WhisperTiny Speech-To-Text and Piper Text-To-Speech for Unity

This project demonstrates the use of WhisperTiny models within the Unity Inference Engine for Speech to Text conversion.

This project demonstrates the use of Piper models within the Unity Inference Engine for Text to Speech synthesis.

Whisper is a model that was trained on labelled data for automatic speech recognition (ASR) and speech translation. Whisper was proposed in the paper Robust Speech Recognition via Large-Scale Weak Supervision by Alec Radford et al from OpenAI.

Piper language models are efficient, fully local neural Text-to-Speech (TTS) models designed for fast and high-quality voice generation.
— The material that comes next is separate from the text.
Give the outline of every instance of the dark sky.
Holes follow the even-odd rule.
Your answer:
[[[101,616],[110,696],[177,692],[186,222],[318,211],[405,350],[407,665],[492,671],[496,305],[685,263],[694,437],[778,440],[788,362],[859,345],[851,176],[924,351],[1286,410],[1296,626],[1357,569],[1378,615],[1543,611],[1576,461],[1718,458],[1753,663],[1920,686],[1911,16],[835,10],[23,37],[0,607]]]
The Piper engine uses the espeak-ng synthesizer for phonemization, which converts text into phonemes before they are processed by the neural model. This approach ensures accurate pronunciation across multiple languages while maintaining low latency, making Piper suitable for real-time applications and offline use.

Key Features

Speech Input: Perform local speech-to-text using neural inference
Multilingual Support: Supports English, German, French voice input.
Speech Output: Perform local speech synthesis using neural inference with any of the language models

Requirements

Unity: 6000.2.6f1
Inference Engine: 2.3.0

Models (ONNX)

You can download the WhisperTiny models from the Unity repository on Hugging Face.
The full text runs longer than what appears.